漢方とは、古代中国で発祥し5~ 6世紀頃日本に伝来したとされる中国系伝統医学の総称です。
日本伝来後、その風土や気候、日本人の体質に合わせて独自の発展を続け、特に17世紀頃に体系化され大きく発展し、日本独自の伝統医学となりました。
「漢方」と呼ばれているのは、日本へ伝来した西洋医学である「蘭方」と区別するために用いられたもので、中国の伝統的医学「中医学」とは異なります。

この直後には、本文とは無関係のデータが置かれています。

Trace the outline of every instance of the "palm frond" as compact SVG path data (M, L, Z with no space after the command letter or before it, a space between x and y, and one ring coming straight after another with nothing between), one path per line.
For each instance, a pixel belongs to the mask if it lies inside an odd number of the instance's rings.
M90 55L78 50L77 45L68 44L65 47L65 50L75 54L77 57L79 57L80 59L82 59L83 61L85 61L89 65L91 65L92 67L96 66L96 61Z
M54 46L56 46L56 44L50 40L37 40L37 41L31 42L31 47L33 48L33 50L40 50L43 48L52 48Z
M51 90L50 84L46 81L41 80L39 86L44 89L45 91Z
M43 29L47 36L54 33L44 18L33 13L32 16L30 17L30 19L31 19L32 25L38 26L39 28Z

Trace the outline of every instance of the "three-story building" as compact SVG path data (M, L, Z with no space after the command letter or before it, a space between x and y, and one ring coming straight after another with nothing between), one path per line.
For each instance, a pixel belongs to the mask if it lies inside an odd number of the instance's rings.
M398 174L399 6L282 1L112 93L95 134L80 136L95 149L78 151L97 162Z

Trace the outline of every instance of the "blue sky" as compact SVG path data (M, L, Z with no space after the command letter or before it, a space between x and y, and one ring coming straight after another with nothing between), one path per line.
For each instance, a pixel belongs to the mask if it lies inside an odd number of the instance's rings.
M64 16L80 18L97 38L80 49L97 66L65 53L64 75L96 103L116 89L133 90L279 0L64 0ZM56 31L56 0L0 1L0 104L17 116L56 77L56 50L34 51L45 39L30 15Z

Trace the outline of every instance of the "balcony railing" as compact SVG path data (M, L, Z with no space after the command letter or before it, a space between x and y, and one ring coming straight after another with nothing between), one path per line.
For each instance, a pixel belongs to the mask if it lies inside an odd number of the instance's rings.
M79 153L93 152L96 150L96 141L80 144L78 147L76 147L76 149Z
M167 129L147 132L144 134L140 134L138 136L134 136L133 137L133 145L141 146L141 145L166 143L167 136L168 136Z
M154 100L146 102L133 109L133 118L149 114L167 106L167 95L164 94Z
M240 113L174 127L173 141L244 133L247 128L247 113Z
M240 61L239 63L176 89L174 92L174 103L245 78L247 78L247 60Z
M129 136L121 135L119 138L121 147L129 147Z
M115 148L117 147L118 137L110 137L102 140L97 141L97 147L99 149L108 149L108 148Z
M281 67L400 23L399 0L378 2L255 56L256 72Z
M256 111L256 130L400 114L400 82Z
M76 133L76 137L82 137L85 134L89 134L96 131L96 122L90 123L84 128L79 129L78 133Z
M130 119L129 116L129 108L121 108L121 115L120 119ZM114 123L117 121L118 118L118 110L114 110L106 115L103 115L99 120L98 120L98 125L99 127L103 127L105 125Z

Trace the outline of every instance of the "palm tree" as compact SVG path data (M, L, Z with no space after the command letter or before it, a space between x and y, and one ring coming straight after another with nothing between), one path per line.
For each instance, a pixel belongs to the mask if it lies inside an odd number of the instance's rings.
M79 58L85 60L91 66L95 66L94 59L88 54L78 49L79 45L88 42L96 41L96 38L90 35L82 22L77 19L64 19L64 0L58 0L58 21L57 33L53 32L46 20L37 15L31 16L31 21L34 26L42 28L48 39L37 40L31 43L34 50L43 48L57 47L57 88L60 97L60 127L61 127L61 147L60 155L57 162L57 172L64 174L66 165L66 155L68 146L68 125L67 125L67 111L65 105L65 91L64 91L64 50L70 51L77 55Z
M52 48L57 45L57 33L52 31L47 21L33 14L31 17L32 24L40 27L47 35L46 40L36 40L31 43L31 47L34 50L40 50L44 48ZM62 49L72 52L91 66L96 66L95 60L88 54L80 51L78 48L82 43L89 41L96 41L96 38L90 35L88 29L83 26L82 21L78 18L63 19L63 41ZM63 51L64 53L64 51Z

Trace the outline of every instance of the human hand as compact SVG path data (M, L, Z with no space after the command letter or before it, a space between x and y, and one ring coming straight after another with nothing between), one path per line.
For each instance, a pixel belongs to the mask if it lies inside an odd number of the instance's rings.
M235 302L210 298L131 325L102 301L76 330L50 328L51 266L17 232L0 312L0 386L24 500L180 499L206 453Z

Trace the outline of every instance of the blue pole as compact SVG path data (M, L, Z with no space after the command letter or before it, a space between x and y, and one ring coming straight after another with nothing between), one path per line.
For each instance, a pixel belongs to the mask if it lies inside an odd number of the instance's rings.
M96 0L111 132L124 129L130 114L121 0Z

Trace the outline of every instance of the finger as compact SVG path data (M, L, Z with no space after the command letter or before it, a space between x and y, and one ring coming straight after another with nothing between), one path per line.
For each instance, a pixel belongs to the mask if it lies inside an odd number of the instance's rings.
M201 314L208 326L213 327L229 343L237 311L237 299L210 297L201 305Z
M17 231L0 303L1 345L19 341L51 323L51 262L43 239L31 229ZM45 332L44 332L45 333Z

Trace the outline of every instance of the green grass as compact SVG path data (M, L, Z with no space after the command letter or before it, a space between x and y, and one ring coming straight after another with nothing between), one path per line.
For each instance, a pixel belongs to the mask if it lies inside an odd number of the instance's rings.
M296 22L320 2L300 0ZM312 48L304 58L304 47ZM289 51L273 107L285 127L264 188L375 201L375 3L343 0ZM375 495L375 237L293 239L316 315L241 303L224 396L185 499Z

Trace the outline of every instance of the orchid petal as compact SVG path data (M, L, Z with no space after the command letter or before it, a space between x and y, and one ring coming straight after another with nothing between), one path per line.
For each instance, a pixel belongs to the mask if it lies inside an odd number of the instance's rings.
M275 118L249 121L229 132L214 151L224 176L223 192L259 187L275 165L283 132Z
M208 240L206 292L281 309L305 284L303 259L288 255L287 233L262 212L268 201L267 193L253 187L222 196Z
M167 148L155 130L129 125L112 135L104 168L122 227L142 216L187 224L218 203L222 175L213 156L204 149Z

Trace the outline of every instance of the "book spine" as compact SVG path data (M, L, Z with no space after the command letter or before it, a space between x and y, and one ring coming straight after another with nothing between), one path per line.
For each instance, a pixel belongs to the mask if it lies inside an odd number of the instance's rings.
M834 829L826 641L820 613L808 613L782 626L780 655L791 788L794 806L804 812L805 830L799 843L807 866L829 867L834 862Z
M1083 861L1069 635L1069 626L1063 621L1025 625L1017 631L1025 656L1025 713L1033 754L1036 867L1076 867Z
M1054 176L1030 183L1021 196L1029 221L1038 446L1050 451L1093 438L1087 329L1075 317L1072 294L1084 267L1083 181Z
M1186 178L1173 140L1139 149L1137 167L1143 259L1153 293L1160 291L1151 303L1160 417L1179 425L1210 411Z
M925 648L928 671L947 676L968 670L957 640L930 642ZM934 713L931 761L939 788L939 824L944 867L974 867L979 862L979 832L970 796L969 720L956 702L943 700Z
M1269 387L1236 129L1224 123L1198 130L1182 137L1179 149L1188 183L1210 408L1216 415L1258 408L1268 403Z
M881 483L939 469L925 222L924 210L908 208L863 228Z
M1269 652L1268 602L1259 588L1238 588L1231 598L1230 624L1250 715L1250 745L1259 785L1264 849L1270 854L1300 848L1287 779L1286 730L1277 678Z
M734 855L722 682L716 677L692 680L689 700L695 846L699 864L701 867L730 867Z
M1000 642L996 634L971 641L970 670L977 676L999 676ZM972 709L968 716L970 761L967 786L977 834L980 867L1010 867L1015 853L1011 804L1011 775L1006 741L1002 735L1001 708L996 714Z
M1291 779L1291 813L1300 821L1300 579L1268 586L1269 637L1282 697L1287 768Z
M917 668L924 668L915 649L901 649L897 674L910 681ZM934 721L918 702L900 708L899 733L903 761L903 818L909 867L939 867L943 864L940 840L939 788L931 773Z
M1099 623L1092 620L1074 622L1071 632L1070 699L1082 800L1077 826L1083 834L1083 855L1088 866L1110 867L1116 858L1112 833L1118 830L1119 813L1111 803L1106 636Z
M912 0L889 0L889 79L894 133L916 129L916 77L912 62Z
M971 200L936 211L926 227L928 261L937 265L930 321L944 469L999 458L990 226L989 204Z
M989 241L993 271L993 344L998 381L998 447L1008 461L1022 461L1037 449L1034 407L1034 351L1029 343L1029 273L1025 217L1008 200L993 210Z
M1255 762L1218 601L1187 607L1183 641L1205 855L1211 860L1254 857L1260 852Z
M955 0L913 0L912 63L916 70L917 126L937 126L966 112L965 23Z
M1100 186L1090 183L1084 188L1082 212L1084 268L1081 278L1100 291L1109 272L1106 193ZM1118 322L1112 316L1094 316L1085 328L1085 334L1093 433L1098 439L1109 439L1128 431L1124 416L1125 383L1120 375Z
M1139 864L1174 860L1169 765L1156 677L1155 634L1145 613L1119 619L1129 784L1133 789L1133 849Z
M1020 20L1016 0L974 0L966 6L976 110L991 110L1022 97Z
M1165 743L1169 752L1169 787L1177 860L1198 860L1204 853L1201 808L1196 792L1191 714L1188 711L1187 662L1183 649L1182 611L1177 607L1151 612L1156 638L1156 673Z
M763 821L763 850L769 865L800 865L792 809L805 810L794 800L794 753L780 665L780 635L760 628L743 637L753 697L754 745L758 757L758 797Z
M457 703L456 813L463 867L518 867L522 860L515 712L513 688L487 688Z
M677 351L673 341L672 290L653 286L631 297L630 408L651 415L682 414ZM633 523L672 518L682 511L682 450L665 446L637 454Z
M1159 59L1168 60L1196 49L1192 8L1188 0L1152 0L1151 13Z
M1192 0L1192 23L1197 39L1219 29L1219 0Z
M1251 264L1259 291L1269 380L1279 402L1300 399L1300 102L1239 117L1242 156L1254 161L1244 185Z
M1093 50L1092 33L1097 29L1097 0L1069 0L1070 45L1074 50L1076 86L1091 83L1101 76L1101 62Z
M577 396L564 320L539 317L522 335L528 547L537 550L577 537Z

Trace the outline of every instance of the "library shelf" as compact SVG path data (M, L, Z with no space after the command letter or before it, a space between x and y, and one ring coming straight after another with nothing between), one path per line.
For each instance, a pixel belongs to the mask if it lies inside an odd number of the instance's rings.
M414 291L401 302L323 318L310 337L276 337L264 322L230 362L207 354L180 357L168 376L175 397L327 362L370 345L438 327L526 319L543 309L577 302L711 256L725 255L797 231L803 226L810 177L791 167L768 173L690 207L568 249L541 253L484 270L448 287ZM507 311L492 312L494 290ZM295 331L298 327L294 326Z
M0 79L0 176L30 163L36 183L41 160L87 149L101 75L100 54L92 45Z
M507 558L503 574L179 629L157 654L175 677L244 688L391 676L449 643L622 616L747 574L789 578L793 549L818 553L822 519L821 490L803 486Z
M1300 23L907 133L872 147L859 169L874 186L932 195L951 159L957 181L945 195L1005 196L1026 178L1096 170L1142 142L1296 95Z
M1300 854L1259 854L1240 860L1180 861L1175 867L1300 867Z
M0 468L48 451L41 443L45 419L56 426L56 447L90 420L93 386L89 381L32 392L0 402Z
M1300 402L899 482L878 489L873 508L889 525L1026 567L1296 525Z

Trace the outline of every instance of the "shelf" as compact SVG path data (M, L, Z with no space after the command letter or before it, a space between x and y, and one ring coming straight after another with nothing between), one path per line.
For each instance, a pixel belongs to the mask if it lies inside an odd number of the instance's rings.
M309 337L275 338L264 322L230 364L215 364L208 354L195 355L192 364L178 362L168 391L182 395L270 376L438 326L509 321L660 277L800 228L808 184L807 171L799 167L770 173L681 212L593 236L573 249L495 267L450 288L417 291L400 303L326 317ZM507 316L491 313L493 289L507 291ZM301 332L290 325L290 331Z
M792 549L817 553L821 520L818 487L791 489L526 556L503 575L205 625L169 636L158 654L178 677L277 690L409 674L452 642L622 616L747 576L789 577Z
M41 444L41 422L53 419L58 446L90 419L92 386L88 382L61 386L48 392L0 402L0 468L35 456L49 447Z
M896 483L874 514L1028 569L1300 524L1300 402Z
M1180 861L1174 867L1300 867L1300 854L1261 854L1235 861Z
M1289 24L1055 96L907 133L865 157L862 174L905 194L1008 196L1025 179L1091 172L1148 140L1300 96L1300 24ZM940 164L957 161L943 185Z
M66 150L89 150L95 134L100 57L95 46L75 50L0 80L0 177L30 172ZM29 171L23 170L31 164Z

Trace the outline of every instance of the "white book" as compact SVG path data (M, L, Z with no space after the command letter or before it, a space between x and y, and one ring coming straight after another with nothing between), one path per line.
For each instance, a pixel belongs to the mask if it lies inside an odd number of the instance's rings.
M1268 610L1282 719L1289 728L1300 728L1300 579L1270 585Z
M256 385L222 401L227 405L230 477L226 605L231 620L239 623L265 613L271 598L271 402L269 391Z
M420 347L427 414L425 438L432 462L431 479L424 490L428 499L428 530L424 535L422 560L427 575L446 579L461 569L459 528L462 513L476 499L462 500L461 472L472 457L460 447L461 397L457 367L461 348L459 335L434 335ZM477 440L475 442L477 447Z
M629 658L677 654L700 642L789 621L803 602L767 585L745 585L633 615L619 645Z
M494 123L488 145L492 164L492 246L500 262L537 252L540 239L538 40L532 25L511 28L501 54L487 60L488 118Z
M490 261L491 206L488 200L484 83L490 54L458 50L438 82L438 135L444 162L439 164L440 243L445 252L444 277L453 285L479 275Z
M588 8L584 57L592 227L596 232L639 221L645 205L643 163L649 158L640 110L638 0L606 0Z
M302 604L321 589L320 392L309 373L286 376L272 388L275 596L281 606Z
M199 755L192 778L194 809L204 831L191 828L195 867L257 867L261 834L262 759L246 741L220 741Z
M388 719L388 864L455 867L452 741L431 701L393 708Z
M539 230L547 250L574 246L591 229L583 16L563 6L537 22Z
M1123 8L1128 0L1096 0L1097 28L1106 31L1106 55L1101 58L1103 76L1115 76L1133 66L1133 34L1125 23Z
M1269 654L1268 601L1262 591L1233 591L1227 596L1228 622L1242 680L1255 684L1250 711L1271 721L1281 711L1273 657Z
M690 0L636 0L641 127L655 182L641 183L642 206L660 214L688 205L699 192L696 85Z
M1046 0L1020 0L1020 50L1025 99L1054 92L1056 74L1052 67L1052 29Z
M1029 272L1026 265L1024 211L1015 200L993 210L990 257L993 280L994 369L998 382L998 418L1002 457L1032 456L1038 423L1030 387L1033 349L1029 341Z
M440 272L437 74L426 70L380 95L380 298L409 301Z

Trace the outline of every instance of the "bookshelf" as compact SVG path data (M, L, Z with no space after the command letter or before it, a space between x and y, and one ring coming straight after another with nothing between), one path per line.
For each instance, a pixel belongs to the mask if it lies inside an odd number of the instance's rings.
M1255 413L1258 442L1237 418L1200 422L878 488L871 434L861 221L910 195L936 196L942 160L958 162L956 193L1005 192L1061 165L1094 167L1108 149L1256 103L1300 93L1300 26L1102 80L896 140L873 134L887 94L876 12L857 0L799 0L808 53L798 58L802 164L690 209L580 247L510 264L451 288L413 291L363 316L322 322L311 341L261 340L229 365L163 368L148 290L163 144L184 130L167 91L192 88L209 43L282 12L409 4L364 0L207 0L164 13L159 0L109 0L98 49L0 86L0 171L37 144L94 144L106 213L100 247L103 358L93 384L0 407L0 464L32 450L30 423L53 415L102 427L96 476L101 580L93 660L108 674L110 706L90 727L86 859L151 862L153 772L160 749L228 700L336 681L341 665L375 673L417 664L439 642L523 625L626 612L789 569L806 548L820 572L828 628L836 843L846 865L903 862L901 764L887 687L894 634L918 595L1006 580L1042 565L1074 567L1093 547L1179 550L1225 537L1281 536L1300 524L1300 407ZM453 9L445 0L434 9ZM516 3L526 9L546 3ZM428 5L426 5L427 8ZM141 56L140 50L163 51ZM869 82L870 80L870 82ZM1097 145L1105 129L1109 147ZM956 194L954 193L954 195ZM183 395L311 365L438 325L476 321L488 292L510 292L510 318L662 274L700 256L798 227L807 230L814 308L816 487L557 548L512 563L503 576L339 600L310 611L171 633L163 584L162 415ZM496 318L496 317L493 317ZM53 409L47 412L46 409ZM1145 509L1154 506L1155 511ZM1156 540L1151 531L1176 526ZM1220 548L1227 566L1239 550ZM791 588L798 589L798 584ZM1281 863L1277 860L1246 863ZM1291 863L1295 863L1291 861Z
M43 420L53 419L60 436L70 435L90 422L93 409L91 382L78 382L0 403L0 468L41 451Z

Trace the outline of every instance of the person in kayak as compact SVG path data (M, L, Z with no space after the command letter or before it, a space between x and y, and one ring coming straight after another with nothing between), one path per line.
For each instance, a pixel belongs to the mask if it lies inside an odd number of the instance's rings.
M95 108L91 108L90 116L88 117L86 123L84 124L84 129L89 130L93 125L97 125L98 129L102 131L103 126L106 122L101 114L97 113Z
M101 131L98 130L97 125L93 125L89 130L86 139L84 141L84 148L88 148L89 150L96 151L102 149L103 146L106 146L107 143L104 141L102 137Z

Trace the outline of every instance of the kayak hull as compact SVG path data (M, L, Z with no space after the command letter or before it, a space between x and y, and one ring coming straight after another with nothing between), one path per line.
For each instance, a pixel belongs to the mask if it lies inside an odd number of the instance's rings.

漢方では、心身全体の調和をはかり、人間が本来もつ自然治癒力を発動させるようにすることを目的としており、対症療法が中心の「西洋医学」との大きな違いとなっています。
漢方医学の考え方
漢方医学では、個人の体質や体のバランスを重視して診断を行うことを大切にしています。
その考え方として、
- 陰陽(いんよう)
- 虚実(きょじつ)
- 表裏(ひょうり)
- 寒熱(かんねつ)
- 五臓(ごぞう)
- 気血水(きけつすい)
などが用いられます。
「陰陽」「虚実」「表裏」「寒熱」は、その人の体質や体力、抵抗力や症状の現れ方など状態の個人差をあらわす「証(しょう)」を見分ける基準となります。
「五臓」とは、「肝」「心」「脾」「肺」「腎」を指し、これは現代医学の肝臓や心臓などとは違います。
漢方の五臓の呼称が、現代医学の臓器名に引用されたのです。
五臓は、それぞれがバランスを取り合い、体全体が元気に働くように調節しています。
「気血水」とは、不調の原因を探るためのものさしで、私たちの体は3つの要素が体内をうまく巡ることによって健康が維持されていると考えられています。
詳細については、また別項にて解説いたします。